Michel  Kerouac : « La métaphore est une alternative. Grace aux métaphores chacun découvre une partie de sa structure profonde, inconsciente ».

 

Les paraboles ont un aspect énigmatique propre à éveiller la curiosité et la recherche, elles invitent l’auditeur à fournir son interprétation et à prendre la responsabilité.

Dans la dynamique des histoires et des contes, la force de la métaphore réside dans la stimulation de la créativité de l’inconscient. Nous disposons de deux hémisphères cérébraux, gauche et droit. Dans le gauche sont les opérations conscientes, le langage et la pensée rationnelle. Dans le droit, l’intuition, l’expression et la pensée analogique. L’effet des métaphores, des analogies est d’établir une connexion entre les données conscientes et un autre contenu imagé que l’inconscient va travailler

Le langage analogique est « vieux comme le monde » dit Milton Erikson.
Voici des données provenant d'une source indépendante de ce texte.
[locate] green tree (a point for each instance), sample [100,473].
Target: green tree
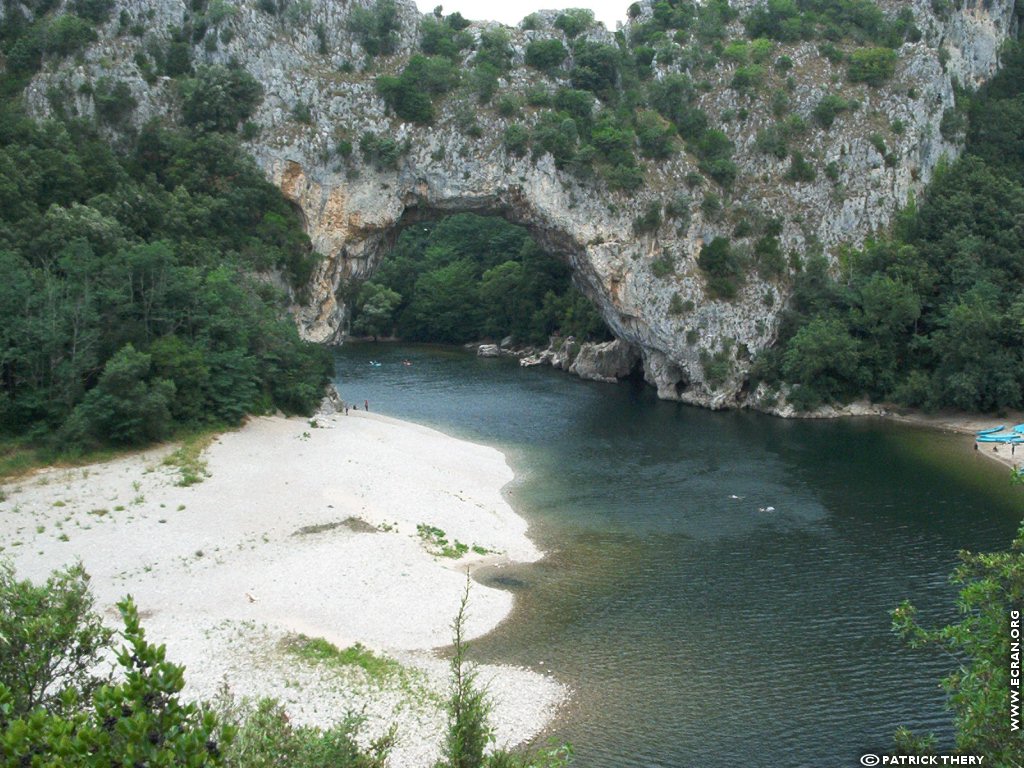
[139,721]
[822,358]
[50,641]
[376,28]
[126,407]
[546,55]
[376,308]
[991,586]
[871,66]
[218,98]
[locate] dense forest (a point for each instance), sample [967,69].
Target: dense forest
[469,278]
[933,314]
[131,303]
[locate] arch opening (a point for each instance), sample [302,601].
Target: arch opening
[475,274]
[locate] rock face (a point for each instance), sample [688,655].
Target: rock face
[647,286]
[609,361]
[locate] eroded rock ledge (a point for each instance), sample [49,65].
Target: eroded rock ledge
[647,287]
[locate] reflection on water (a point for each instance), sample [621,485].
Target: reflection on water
[718,586]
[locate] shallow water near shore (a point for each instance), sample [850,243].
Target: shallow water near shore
[695,626]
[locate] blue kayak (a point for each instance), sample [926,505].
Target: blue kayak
[1010,437]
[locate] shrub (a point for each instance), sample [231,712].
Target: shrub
[97,11]
[828,109]
[748,78]
[219,97]
[654,134]
[663,266]
[381,153]
[409,95]
[516,139]
[574,22]
[126,407]
[376,28]
[51,638]
[723,267]
[800,169]
[508,105]
[443,37]
[649,220]
[871,66]
[495,49]
[114,101]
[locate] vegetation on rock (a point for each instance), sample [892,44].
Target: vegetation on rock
[468,278]
[931,316]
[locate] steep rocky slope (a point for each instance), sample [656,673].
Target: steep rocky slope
[642,273]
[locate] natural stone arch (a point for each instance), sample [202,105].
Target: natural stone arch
[355,221]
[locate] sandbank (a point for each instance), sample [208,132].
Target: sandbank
[969,425]
[298,528]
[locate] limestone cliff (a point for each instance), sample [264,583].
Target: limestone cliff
[647,286]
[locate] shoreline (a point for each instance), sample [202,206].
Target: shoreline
[300,529]
[968,425]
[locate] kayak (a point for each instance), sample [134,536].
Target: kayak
[993,430]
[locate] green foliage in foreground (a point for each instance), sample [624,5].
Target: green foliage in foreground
[136,720]
[54,713]
[979,690]
[128,308]
[468,278]
[469,732]
[934,315]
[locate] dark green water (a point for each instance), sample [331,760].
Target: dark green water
[694,629]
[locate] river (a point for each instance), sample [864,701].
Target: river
[718,585]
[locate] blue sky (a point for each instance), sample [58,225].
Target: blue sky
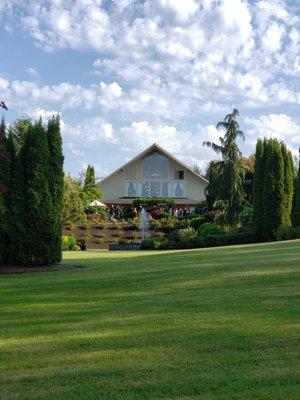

Il permet de fortifier l’autonomie et la responsabilité de l’auditeur, faciliter l’identification au héros, soutenir la découverte et l’acceptation de soi, établir une complicité entre le narrateur  et l’auditoire

 

 

Les mythes, contes légendes de nos vieux sont toujours décrits entre « rêves et réalités, entre mythe et histoire. Nous avons du mal à démêler ce que nous appelons le vrai du faux dans la légende d’Arthur par exemple, considérant que le vrai est l’historique et le faux le mythique. C’est penser en homme moderne, car pour nos anciens, comme Jung le faisait remarquer, « le rêve et le conte ne sont pas moins réels que la réalité dans la mesure où ils expriment  les processus révélateurs de la personne qui rêve et déterminent la façon dont elle perçoit et vit le monde ». Cela est vrai en soi, cela est vrai dans l’inconscient collectif.

 

Nous devinons l’intérêt de cette approche dans un sens thérapeutique, (perso ou communautaire) et elle peut se constater dans toutes les médecines dites « magiques ». Mais sa valeur dans un sens pédagogique est tout aussi intéressante. Elle permet de d’orienter l’apprentissage vers un état d’autonomie particulièrement intéressant. Nous pourrions nous demander par conséquent où notre endoctrinement moderne perd le sens des réalités pour nous enfermer dans des croyances doctrinales. Mais c’est une autre histoire que nous nous proposons d’aborder ultérieurement.